They fell (from whatever cause), and lay until their
silicification was complete. A slight depression of the surface, or
some local or accidental check of some drainage-course, or any other
similar and trivial cause, may have laid them under water. The
process of silicification proceeded gradually but steadily, and after
they had there, in lapse of ages, become lapidified, the next
outburst of volcanic matter overwhelmed them, broke them, partially
enveloped, and bruised them, until long subsequent denudation once
more brought them to light' (J. G. Medlicott, in _Memoirs of the
Geological Survey of India_, vol. ii. Part II, pp. 200, 203, 204,
205, 216, as quoted in _C. P. Gazetteer_ (1870), p. 435). The
intertrappean fossils are all those of organisms which would occur in
shallow fresh-water lakes or marshy ground.
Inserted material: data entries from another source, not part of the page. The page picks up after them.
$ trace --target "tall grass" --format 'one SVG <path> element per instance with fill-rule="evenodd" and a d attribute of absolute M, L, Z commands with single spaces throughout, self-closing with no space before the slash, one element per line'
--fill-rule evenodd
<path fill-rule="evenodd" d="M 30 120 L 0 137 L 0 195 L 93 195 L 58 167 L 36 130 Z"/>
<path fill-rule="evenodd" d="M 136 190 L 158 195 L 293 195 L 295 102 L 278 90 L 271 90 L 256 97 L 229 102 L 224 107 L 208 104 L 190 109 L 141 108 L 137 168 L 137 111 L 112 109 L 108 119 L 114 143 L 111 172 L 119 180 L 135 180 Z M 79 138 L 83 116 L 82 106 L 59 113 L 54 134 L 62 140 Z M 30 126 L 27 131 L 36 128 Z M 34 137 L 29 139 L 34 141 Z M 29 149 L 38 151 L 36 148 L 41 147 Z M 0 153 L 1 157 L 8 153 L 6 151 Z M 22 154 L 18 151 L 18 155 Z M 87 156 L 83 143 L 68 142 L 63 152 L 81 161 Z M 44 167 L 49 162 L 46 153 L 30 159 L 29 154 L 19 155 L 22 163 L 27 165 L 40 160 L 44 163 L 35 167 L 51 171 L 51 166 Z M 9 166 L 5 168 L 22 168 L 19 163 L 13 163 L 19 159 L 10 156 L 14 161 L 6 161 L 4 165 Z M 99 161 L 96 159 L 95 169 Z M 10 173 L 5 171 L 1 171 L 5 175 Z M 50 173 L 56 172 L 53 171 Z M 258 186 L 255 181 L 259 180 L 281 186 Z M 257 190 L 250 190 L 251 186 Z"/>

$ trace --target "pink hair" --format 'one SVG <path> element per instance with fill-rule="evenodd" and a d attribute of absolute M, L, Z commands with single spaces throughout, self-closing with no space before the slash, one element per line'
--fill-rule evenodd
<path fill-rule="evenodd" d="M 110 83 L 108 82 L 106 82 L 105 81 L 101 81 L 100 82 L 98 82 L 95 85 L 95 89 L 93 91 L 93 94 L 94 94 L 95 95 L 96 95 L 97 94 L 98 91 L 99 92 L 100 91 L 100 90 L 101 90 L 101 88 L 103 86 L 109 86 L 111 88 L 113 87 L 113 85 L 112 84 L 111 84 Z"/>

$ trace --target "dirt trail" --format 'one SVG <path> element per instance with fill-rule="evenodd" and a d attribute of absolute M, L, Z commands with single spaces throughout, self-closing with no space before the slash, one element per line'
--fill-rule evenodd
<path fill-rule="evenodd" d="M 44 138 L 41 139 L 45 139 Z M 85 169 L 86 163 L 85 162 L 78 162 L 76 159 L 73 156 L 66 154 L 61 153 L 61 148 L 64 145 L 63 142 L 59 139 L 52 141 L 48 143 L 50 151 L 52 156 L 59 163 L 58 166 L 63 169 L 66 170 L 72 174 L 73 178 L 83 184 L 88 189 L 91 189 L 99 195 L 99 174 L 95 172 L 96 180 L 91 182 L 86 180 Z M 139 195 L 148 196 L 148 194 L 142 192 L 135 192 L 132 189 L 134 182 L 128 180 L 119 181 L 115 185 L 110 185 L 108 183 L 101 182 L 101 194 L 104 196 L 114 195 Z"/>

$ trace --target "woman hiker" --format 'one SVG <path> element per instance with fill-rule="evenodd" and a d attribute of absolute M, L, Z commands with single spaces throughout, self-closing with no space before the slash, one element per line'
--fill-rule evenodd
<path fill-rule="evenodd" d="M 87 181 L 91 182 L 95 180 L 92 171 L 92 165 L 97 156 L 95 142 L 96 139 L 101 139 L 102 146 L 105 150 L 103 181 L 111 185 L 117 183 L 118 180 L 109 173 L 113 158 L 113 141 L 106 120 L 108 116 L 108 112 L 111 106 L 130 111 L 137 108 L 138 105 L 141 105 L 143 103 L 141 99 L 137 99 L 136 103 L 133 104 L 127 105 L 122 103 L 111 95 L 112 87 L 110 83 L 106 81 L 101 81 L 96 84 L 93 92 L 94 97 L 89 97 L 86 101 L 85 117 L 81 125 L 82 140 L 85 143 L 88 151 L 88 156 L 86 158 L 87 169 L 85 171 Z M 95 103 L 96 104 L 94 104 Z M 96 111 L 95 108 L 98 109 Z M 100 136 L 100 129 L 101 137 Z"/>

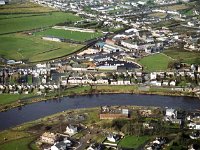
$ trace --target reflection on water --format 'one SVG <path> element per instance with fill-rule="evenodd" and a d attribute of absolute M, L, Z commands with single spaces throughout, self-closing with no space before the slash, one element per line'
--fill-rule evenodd
<path fill-rule="evenodd" d="M 27 121 L 36 120 L 69 109 L 89 108 L 103 105 L 138 105 L 200 109 L 200 100 L 191 97 L 172 97 L 138 94 L 99 94 L 87 96 L 62 97 L 42 101 L 0 113 L 0 130 L 7 129 Z"/>

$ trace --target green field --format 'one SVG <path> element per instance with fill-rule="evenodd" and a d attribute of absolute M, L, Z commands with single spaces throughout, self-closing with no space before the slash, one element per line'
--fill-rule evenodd
<path fill-rule="evenodd" d="M 171 58 L 164 54 L 154 54 L 140 59 L 138 63 L 141 64 L 146 71 L 163 71 L 167 70 L 168 63 L 171 60 Z"/>
<path fill-rule="evenodd" d="M 51 12 L 55 11 L 49 7 L 42 7 L 38 4 L 24 2 L 24 3 L 13 3 L 0 7 L 0 13 L 26 13 L 26 12 Z"/>
<path fill-rule="evenodd" d="M 74 41 L 87 41 L 102 35 L 102 33 L 88 33 L 88 32 L 78 32 L 78 31 L 69 31 L 62 29 L 48 29 L 42 32 L 37 32 L 36 35 L 40 36 L 54 36 L 61 37 L 64 39 L 70 39 Z"/>
<path fill-rule="evenodd" d="M 141 136 L 141 137 L 137 137 L 137 136 L 126 136 L 124 139 L 122 139 L 119 142 L 120 147 L 123 148 L 133 148 L 136 149 L 139 146 L 145 144 L 146 141 L 149 140 L 148 136 Z"/>
<path fill-rule="evenodd" d="M 32 137 L 14 140 L 0 145 L 1 150 L 37 150 L 34 144 L 31 144 L 35 139 Z"/>
<path fill-rule="evenodd" d="M 17 100 L 23 99 L 23 98 L 28 98 L 28 97 L 32 97 L 33 94 L 0 94 L 0 105 L 4 105 L 4 104 L 9 104 L 12 102 L 15 102 Z"/>
<path fill-rule="evenodd" d="M 0 34 L 43 28 L 55 25 L 57 23 L 69 21 L 73 22 L 81 19 L 79 16 L 64 12 L 50 12 L 39 14 L 38 16 L 30 16 L 30 14 L 19 14 L 19 17 L 17 17 L 16 14 L 14 14 L 14 16 L 0 15 L 0 18 Z"/>
<path fill-rule="evenodd" d="M 79 44 L 45 41 L 23 34 L 0 36 L 0 55 L 8 59 L 28 62 L 62 57 L 83 47 Z"/>
<path fill-rule="evenodd" d="M 200 64 L 200 52 L 184 51 L 177 48 L 165 50 L 164 53 L 174 59 L 188 64 Z"/>

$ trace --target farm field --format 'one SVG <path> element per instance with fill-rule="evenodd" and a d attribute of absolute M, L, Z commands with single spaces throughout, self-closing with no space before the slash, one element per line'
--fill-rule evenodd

Besides the author's friend and relative, Dr. H. H. Spry, Dr.
Spilsbury contributed papers on the Nerbudda fossils to vols. iii,
vi, viii, ix, x, and xiii of the _J.A.S.B._ Other writers also have
treated of the subject, but it appears to be by no means fully worked
out. James Prinsep, to whom no topic came amiss, discussed the
Jubbulpore fossil bones in the volume in which Dr.